The reason for this philosophy is that at age 10 and 11, players should be focused on individual skills, such as dribbling and trapping and basic team skills, passing, tactics and set plays. These games are small sided (8v8) including a goal keeper so there is plenty of opportunity for getting touches on the ball. Yes, they should have regular games but with lots of training sessions in between, on average I believe in a 3:1 training to competitive game ratio.

For me the most important factor in training for players at the 10-11 year old range is for them to HAVE FUN. We should be teaching players to enjoy the game first and then become the best player they can be second.

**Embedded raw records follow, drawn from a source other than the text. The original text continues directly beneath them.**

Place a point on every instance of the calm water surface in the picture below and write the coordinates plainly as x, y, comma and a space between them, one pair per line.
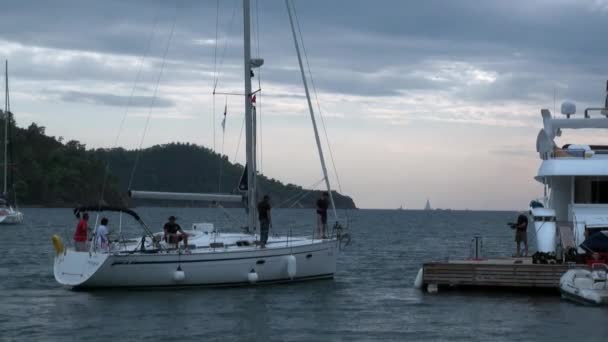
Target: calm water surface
370, 299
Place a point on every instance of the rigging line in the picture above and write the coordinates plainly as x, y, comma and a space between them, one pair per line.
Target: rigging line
314, 88
230, 26
162, 67
130, 100
238, 144
217, 21
257, 33
219, 186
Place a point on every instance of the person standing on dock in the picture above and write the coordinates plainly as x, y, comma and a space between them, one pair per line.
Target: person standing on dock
265, 220
521, 234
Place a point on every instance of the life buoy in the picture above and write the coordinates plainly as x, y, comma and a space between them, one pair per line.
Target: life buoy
57, 244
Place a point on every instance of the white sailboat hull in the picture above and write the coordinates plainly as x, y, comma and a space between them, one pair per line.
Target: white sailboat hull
10, 216
316, 260
582, 286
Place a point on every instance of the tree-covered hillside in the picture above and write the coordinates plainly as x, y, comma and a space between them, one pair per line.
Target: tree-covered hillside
50, 172
186, 167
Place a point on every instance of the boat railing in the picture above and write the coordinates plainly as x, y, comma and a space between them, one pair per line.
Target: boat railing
576, 153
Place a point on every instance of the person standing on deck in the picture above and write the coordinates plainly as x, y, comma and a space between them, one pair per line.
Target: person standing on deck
101, 236
174, 233
322, 205
265, 220
521, 234
80, 235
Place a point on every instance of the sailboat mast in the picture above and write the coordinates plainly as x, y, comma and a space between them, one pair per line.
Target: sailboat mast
249, 132
312, 114
6, 119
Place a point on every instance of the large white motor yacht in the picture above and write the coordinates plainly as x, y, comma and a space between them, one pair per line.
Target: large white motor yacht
575, 177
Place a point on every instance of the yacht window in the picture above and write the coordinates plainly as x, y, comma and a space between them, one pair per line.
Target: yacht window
592, 190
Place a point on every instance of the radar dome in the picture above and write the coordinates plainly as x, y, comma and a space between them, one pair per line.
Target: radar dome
568, 108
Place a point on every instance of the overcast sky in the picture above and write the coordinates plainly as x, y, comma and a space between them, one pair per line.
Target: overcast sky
422, 100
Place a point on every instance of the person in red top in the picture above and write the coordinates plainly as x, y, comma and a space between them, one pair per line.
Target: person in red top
80, 236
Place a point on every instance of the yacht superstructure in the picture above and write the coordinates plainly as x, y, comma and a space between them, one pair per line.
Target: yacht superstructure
575, 177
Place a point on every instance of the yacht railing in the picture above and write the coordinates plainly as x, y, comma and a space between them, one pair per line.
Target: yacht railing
576, 153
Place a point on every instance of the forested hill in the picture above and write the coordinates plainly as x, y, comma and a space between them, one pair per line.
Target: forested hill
182, 167
47, 171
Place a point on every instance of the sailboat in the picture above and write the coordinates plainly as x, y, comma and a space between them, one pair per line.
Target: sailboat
212, 258
427, 206
9, 214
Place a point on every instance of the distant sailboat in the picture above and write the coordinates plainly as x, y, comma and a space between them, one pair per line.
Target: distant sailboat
428, 205
9, 213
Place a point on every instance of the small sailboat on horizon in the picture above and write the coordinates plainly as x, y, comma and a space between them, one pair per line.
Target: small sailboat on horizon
427, 206
9, 213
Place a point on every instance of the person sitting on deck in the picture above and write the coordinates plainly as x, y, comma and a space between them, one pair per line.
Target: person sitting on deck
174, 233
521, 234
80, 235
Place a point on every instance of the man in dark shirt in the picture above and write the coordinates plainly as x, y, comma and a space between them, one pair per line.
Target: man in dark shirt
174, 233
265, 220
521, 234
322, 205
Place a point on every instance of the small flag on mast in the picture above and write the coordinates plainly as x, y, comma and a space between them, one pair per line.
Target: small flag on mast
224, 119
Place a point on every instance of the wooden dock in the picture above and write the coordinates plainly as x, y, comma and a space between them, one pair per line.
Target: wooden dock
492, 273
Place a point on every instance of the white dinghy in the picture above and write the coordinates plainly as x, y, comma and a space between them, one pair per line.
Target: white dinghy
585, 286
211, 258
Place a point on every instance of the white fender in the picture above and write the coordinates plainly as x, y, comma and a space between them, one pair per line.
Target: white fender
291, 266
418, 280
179, 275
252, 277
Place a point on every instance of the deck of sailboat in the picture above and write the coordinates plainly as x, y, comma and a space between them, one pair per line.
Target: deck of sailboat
201, 243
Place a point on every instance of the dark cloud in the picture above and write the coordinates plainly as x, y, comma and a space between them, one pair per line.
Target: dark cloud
355, 47
115, 100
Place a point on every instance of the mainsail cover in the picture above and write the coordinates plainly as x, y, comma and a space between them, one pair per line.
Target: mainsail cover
243, 185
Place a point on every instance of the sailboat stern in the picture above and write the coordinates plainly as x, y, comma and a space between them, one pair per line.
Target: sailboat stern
74, 268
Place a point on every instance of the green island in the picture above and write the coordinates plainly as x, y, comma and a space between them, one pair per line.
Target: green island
50, 172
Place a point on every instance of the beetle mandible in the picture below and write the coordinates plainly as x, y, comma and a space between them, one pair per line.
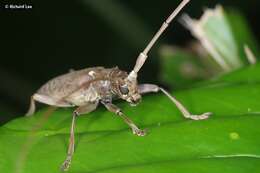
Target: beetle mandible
88, 87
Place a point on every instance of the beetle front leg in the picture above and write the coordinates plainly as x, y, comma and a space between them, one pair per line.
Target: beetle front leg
146, 88
80, 110
32, 107
113, 108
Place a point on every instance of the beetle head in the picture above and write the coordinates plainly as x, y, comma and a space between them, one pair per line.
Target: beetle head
128, 90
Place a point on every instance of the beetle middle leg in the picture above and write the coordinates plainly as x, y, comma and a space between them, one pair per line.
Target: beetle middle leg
80, 110
113, 108
147, 88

Having said all of this, for four of the five teams I saw, they were having fun. Even the team that suffered a 5-0 defeat, they were smiling at times, they were playing the game. Their coaches were being helpful, guiding and in my view coaching they way coaches at this level should be doing, instructing their players to be better by pointing out an error and then suggesting a correction or asking the players for a correction.

However, there was one coach that truly made me sad and quite frankly angry. I saw this team twice and in 100 minutes of play by his team, I never, not once, heard an encouraging word from him--not even when his team scored goals. Some of the things I heard from this coach's mouth:

"Do that one more time and I will pull you from the game."
"You are doing it wrong."
"You are in the wrong position."
"Stop doing that."
"You absolutely have to make that pass or we will lose" (this at a time when his team was 2-0 down and the game was about 2 minutes from ending)
"You are always losing the ball."

In one incident, he pulled a player to the side line and spent 30 seconds wagging his finger in his player's face while chastising her for a careless pass that ended up out of bounds when her teammate couldn't catch up to the pass. It was the kind of pass that professionals sometimes mess up and this girl was 10 years old.

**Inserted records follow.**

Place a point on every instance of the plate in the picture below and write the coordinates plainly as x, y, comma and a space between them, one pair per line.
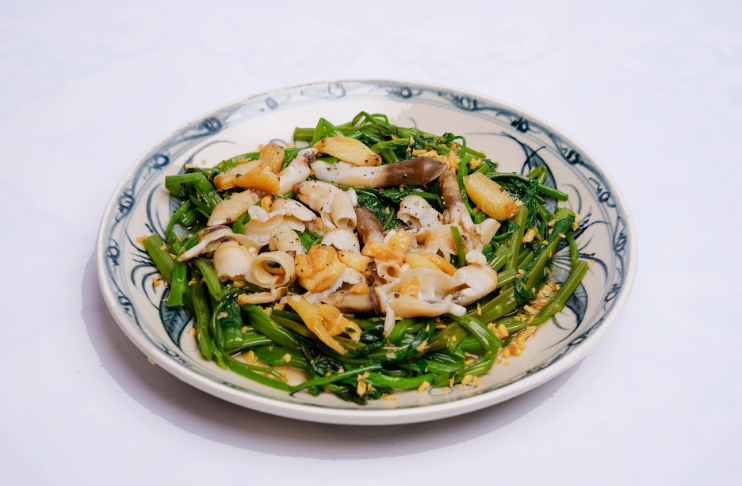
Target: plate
517, 140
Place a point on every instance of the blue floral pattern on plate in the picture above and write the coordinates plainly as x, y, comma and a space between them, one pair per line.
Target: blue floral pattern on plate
519, 141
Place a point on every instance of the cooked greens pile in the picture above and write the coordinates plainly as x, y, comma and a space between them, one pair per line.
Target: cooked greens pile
269, 262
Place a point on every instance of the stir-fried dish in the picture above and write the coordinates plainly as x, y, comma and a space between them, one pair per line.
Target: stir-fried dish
373, 259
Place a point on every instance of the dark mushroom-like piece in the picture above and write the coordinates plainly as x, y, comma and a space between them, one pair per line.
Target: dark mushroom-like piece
368, 226
413, 172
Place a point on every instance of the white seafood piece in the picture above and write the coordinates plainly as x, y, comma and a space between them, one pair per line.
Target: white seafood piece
475, 257
297, 171
389, 271
286, 240
231, 208
487, 230
414, 172
480, 280
348, 276
272, 269
458, 214
262, 297
349, 174
232, 260
434, 284
334, 205
417, 213
260, 231
405, 306
210, 238
437, 239
342, 239
260, 215
296, 216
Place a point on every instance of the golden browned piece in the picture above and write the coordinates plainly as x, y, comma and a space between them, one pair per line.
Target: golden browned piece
490, 197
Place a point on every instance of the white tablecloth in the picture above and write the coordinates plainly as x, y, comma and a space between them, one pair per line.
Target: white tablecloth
653, 90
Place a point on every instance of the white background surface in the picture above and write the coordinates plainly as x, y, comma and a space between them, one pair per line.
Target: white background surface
653, 91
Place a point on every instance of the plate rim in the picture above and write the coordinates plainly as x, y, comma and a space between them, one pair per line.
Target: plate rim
331, 415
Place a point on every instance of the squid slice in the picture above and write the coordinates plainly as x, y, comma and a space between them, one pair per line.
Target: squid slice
418, 213
343, 239
231, 208
210, 238
286, 240
480, 280
355, 303
297, 171
261, 297
272, 269
232, 260
336, 207
405, 306
414, 172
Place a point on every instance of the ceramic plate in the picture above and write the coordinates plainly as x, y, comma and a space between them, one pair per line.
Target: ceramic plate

In 100 minutes of competition by this team, not once did I see them smile. Not even when they scored because the coach was not congratulating them for scoring but was chastising them for being out of position.

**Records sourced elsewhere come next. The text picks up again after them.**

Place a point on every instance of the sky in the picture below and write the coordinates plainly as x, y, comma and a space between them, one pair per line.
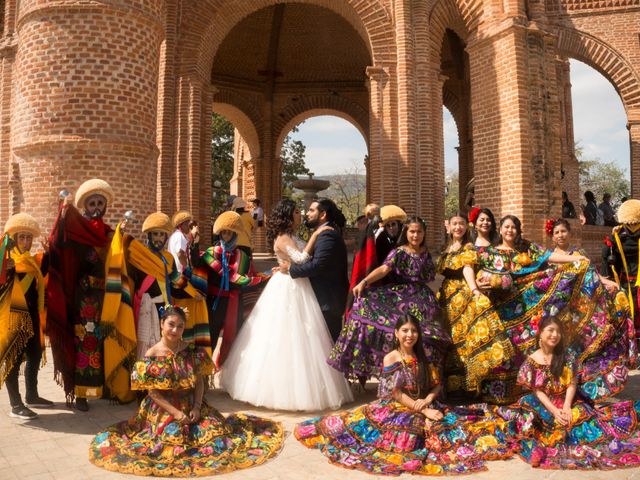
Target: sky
335, 146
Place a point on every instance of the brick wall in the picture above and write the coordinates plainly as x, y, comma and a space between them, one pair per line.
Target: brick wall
124, 91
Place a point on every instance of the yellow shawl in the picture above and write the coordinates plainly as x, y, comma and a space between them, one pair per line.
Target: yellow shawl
117, 322
15, 322
197, 326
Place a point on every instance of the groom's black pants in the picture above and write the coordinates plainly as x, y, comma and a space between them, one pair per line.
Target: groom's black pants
334, 323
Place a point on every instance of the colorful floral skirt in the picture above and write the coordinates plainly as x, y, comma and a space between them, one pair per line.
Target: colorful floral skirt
387, 438
367, 335
597, 324
478, 347
601, 437
153, 444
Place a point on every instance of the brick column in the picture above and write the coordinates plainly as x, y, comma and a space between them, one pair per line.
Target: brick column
86, 78
569, 163
408, 171
516, 119
377, 176
634, 143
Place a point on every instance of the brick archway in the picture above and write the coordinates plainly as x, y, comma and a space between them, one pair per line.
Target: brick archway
308, 107
243, 123
371, 20
605, 59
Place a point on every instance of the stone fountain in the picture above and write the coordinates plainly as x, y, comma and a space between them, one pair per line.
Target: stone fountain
311, 186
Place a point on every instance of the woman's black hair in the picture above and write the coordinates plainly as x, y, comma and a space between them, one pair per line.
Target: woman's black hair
520, 243
589, 196
402, 239
171, 310
281, 219
334, 214
466, 238
558, 360
421, 357
494, 237
563, 222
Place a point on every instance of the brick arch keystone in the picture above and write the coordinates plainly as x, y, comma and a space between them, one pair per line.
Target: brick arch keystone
605, 59
212, 20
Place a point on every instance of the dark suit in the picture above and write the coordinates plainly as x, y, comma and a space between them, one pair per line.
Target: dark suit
327, 271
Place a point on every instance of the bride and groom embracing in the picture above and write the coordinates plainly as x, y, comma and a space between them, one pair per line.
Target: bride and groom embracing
278, 360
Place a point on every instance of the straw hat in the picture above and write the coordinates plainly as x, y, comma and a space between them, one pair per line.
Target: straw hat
238, 202
629, 212
157, 221
95, 186
181, 217
389, 213
228, 221
22, 222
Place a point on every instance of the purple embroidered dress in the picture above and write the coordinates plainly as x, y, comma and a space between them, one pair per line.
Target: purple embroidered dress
367, 335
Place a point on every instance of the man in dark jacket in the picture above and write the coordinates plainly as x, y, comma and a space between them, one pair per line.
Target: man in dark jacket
327, 269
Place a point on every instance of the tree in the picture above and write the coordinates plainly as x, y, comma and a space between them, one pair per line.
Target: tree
602, 177
292, 158
222, 137
348, 191
452, 193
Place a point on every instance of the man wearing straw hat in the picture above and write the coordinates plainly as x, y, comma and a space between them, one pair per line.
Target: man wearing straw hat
75, 293
25, 288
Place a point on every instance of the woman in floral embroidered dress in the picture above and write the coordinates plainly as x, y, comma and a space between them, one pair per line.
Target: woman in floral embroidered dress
367, 335
175, 433
610, 331
554, 428
407, 430
570, 290
462, 301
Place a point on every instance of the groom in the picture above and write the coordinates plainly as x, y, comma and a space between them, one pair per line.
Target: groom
327, 269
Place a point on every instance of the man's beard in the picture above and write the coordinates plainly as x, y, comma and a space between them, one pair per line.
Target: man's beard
311, 223
97, 213
158, 246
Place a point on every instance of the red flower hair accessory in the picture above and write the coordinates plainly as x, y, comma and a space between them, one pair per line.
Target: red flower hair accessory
548, 227
473, 215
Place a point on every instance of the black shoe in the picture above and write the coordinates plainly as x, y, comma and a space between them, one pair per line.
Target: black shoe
22, 412
39, 402
82, 404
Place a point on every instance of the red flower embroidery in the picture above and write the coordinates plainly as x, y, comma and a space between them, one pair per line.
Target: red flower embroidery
82, 360
89, 343
88, 311
95, 360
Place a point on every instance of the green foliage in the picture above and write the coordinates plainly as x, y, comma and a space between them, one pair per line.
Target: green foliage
452, 193
602, 177
292, 158
222, 134
349, 192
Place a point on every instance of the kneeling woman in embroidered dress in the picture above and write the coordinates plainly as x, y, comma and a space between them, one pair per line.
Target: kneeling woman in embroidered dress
367, 334
175, 433
554, 429
407, 429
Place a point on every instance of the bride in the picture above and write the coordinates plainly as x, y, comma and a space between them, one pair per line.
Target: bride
278, 360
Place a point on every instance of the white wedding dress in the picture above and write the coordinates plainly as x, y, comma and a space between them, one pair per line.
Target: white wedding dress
278, 360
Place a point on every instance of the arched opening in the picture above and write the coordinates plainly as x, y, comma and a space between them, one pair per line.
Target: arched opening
595, 137
452, 185
457, 126
341, 161
278, 63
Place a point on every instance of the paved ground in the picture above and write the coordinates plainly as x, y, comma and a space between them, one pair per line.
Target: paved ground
55, 445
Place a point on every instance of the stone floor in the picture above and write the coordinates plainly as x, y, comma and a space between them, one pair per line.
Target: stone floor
55, 445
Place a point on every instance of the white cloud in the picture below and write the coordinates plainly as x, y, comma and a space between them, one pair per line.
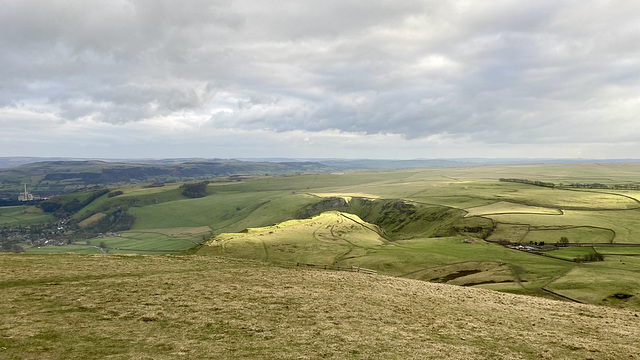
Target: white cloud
487, 76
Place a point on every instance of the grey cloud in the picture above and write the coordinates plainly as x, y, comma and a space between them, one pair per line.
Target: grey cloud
494, 72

Finally, out of all five teams I worked, he never sent his players out to shake my hand--every other team did, every other coach did and even some parents did. This was after all of them (including some players) complained about some of my calls. I don't require players to come shake my hand after the game nor do I expect coaches to do so either. But the omission was obvious.

This man is what makes me sad about sports in America. The families of these kids pay an significant amount of money for the privilege of having their children publicly chastised (borderline abused) for a game that should be fun first. If this coach were coaching my daughter in this manner, my daughter would not be on that team for long.

Coaching at this age is about teaching love of the game as much as the game itself. These girls had skill, there is no doubt about it, but if this man continues as their coach--most of these girls will quite the sport in 3 years no matter how good they are. They don't like playing the game, they don't look like they are having fun.